The pilot held a student pilot certificate and reported 3.1 hours of dual instruction and 15 hours of solo flight time. He did not have an instructor's endorsement to operate the airplane in solo flight. The FAA inspector reviewed his pilot logbook and reported that there were "severe training deficiencies."



Student Pilot Information

Certificate: Student
Age: 36, Male
Airplane Rating(s): None
Seat Occupied: Left
Other Aircraft Rating(s): None
Restraint Used: Lap Only
Instrument Rating(s): None
Second Pilot Present: No
Instructor Rating(s): None
Toxicology Performed: No
Medical Certification: Class 3 With Waivers/Limitations
Last FAA Medical Exam: 06/22/2018
Occupational Pilot: No
Last Flight Review or Equivalent:
Flight Time: 18 hours (Total, all aircraft), 18 hours (Total, this make and model)

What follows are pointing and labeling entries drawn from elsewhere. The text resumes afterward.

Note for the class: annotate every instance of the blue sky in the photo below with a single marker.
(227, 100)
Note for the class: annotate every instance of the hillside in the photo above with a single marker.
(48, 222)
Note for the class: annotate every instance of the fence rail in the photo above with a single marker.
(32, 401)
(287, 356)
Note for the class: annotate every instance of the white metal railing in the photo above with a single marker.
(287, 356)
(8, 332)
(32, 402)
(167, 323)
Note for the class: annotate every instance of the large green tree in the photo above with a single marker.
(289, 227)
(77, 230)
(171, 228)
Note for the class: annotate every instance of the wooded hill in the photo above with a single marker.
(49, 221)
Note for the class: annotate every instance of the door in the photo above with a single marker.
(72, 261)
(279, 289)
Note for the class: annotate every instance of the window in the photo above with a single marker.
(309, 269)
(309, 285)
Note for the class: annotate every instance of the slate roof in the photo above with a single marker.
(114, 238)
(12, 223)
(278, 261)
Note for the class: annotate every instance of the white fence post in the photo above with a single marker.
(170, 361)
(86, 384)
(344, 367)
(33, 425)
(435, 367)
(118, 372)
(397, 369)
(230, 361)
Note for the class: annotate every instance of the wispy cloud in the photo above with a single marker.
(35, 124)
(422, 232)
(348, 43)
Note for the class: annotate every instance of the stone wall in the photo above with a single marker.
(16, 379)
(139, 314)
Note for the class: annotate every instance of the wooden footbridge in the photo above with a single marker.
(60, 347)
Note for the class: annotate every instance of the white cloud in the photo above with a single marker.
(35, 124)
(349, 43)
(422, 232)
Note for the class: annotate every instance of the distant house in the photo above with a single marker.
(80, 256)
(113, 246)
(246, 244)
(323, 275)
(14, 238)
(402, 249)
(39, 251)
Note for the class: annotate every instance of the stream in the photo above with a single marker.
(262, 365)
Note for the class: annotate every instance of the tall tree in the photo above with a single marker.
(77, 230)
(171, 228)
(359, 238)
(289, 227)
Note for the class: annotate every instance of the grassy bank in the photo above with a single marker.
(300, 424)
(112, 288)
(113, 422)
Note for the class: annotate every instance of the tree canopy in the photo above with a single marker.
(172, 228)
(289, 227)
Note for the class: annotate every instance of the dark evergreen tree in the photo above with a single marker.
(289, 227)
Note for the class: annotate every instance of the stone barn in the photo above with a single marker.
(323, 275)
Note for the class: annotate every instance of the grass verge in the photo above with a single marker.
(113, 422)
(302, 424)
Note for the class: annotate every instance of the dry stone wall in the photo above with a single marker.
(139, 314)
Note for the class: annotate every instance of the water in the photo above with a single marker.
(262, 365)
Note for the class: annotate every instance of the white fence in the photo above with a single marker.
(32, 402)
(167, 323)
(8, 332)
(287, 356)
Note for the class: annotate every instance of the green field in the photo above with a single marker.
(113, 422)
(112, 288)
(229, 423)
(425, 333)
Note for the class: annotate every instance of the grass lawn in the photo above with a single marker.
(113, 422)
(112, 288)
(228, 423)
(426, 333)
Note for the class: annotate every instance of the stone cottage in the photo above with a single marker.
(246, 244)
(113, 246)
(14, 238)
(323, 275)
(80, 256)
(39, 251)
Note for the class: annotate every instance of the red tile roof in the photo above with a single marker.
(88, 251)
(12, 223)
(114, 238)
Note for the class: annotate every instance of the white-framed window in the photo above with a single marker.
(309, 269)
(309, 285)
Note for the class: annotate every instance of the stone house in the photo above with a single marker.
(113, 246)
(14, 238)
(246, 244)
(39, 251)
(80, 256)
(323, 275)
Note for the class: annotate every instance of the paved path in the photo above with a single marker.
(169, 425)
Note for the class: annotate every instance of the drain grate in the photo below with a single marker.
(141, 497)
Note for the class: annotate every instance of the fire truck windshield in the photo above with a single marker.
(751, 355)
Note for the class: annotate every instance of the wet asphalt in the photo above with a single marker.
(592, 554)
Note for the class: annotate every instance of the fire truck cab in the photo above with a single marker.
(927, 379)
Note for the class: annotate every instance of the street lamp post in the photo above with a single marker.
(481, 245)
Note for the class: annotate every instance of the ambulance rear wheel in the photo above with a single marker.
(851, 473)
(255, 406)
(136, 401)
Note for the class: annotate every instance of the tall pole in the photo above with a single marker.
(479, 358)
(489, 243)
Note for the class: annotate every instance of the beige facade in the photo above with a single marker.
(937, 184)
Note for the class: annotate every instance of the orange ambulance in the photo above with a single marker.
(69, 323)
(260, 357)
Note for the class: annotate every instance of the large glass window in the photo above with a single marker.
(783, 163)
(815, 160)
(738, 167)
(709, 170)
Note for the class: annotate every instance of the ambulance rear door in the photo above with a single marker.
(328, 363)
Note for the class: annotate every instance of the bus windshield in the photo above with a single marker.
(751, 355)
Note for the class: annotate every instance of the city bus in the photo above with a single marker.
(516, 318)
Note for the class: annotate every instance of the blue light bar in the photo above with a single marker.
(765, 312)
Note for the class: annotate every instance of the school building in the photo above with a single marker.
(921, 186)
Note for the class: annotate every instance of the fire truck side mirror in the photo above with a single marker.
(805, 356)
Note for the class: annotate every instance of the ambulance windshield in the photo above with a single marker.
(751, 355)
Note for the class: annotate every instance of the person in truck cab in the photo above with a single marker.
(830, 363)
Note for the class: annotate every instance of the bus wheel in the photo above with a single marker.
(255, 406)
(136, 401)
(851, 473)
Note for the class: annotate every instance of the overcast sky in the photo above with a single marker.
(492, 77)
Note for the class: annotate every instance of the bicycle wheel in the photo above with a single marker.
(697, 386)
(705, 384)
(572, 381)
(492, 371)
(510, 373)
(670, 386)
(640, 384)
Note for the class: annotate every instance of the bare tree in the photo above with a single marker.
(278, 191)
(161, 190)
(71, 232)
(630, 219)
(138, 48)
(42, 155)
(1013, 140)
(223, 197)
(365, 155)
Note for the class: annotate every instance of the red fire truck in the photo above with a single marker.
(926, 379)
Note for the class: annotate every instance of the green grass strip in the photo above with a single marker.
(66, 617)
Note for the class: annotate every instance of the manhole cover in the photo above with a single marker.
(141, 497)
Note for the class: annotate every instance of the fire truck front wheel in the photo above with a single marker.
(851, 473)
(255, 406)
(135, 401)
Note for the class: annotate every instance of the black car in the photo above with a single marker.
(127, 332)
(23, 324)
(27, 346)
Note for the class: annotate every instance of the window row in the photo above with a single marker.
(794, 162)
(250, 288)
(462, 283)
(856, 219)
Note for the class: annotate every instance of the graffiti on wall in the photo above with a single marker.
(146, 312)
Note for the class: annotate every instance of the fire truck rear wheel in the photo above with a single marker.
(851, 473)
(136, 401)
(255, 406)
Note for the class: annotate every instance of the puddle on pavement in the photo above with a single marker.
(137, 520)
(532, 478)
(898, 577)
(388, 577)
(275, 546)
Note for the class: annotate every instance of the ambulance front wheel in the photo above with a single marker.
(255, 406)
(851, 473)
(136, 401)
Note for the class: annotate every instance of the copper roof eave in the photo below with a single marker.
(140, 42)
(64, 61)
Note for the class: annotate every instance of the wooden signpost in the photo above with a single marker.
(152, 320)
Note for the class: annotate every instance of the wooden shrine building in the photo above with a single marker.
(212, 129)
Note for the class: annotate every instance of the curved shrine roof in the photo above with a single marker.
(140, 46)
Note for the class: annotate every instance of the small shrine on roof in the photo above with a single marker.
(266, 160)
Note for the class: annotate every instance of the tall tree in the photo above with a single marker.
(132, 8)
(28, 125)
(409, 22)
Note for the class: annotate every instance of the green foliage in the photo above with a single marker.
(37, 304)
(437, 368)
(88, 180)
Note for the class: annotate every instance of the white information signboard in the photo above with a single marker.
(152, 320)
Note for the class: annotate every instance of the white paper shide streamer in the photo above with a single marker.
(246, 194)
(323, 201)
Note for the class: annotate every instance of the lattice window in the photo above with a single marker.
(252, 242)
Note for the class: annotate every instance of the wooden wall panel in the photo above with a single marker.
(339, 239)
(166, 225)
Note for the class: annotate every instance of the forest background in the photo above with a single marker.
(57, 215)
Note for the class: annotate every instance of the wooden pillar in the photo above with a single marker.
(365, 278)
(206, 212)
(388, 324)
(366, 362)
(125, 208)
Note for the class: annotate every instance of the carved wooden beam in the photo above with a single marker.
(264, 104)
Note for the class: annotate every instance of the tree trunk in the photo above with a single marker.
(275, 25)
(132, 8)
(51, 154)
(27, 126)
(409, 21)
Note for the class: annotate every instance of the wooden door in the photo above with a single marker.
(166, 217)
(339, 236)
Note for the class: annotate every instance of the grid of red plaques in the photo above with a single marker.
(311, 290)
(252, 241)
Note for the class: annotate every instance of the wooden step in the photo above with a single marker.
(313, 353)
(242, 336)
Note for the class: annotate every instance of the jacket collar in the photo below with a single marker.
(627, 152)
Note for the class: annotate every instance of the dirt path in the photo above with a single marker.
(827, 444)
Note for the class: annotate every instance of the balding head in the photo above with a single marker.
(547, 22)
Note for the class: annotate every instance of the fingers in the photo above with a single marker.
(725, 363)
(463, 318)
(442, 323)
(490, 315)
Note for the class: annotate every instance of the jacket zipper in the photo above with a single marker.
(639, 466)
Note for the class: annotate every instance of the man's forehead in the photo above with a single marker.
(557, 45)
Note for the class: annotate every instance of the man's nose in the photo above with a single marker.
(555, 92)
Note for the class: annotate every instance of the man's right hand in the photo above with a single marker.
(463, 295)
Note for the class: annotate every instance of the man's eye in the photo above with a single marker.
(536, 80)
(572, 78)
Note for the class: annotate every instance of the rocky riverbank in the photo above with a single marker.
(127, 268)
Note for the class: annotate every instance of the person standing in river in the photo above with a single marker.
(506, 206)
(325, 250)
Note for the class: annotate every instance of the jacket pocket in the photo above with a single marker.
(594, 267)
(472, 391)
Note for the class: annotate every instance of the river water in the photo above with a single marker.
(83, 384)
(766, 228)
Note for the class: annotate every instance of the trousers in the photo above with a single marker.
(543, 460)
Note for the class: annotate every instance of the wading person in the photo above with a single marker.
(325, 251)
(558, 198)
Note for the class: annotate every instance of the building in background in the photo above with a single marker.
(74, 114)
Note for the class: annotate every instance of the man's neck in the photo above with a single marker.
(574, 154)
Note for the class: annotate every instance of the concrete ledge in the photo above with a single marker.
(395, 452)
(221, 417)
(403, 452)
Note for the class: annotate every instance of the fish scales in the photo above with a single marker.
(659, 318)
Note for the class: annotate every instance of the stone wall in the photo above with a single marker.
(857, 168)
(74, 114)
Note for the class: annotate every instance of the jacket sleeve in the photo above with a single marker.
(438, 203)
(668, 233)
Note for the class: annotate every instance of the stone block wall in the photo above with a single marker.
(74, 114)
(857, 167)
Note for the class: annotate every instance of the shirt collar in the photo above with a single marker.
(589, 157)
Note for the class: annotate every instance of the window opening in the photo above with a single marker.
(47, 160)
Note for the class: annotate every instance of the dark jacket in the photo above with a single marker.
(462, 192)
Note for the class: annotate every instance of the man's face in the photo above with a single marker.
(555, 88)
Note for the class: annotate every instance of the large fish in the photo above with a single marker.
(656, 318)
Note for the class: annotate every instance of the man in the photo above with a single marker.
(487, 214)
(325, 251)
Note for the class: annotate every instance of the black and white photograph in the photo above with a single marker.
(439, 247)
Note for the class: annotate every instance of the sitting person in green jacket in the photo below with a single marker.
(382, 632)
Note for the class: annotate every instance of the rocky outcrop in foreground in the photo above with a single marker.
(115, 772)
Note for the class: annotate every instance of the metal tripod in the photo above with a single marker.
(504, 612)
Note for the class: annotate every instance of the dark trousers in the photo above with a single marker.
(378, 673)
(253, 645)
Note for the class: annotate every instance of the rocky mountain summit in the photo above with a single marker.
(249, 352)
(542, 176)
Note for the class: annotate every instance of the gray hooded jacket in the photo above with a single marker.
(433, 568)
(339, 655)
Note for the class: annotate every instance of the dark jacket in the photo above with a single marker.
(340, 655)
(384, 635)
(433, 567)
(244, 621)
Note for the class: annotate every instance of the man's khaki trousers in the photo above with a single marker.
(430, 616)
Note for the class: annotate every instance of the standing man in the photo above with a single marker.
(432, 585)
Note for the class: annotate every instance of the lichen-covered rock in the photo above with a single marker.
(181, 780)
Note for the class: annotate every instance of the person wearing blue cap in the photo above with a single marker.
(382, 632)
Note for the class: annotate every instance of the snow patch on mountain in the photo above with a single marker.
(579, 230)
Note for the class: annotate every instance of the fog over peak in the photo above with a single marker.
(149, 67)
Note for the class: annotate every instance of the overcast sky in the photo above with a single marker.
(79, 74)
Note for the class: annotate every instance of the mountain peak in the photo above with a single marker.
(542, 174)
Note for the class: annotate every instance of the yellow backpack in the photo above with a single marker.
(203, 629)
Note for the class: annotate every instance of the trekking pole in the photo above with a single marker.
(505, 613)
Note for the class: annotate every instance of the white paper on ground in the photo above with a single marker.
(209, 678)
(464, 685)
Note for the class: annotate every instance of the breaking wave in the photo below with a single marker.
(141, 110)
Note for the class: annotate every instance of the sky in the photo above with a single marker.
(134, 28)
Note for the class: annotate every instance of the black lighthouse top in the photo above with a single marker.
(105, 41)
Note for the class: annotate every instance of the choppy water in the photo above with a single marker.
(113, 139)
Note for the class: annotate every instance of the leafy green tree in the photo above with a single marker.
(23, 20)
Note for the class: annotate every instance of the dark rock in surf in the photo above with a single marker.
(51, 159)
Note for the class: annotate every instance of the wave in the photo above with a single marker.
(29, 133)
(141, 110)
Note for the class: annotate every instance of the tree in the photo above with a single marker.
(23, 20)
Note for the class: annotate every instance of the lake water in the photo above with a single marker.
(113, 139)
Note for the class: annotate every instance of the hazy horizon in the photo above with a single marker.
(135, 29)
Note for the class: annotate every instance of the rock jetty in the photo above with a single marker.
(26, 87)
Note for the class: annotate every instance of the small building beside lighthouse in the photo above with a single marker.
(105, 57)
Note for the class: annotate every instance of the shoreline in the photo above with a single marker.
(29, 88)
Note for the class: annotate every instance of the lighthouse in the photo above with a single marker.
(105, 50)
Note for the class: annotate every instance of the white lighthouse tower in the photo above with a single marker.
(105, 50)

Aircraft and Owner/Operator Information

Aircraft Make: Cessna
Registration: N1193Y
Model/Series: 150 B
Aircraft Category: Airplane
Year of Manufacture: 1962
Amateur Built: No
Airworthiness Certificate: Normal
Serial Number: 15059593
Landing Gear Type: Tricycle
Seats: 2
Date/Type of Last Inspection: 06/07/2018, Annual
Certified Max Gross Wt.: 1499 lbs
Time Since Last Inspection: 15 Hours
Engines: 1 Reciprocating
Airframe Total Time: 6697 Hours as of last inspection
Engine Manufacturer: Continental
ELT: Installed, not activated
Engine Model/Series: O-200 SERIES
Registered Owner: On file
Rated Power: 100 hp
Operator: On file
Operating Certificate(s) Held: None 



Meteorological Information and Flight Plan

Conditions at Accident Site: Visual Conditions
Condition of Light: Day
Observation Facility, Elevation: JQF, 704 ft msl
Distance from Accident Site: 13 Nautical Miles
Observation Time: 1850 EDT
Direction from Accident Site: 360°
Lowest Cloud Condition: Clear
Visibility:  10 Miles
Lowest Ceiling: None
Visibility (RVR):
Wind Speed/Gusts: Calm /
Turbulence Type Forecast/Actual: None / None
Wind Direction:
Turbulence Severity Forecast/Actual: N/A / N/A
Altimeter Setting: 29.97 inches Hg
Temperature/Dew Point: 32°C / 17°C
Precipitation and Obscuration: No Obscuration; No Precipitation
Departure Point: Charlotte, NC (8A6)
Type of Flight Plan Filed: None
Destination: Charlotte, NC (8A6)
Type of Clearance: None
Departure Time: 1810 EDT
Type of Airspace: Class B

Wreckage and Impact Information

Crew Injuries: 1 None
Aircraft Damage: Substantial
Passenger Injuries: N/A
Aircraft Fire: None
Ground Injuries: N/A
Aircraft Explosion: None
Total Injuries: 1 None
Latitude, Longitude: 35.160278, -80.720556 (est)

7 comments:

Anonymous said...

Every time you try to do something on the sneak, things always go wrong and you get busted. I wonder what the weight of the pilot was? Factor in density altitude and it could have too much for the little Cessna.

Jim B said...

Well said. Too much airplane, not enough (legal) pilot.

Anonymous said...


"severe training deficiencies." , that's an understatement. There will probably be some deficiencies in his insurance coverage as well.

Anonymous said...

Subrogation = Ouch!

Anonymous said...

I know someone else who totaled a C152 doing a "precautionary landing" in a field for no good reason. :/

Anonymous said...

The trouble with trouble is that it always starts out as fun!

Maening said...

He lived to surrender his student ticket, both good. Who cares about the 150?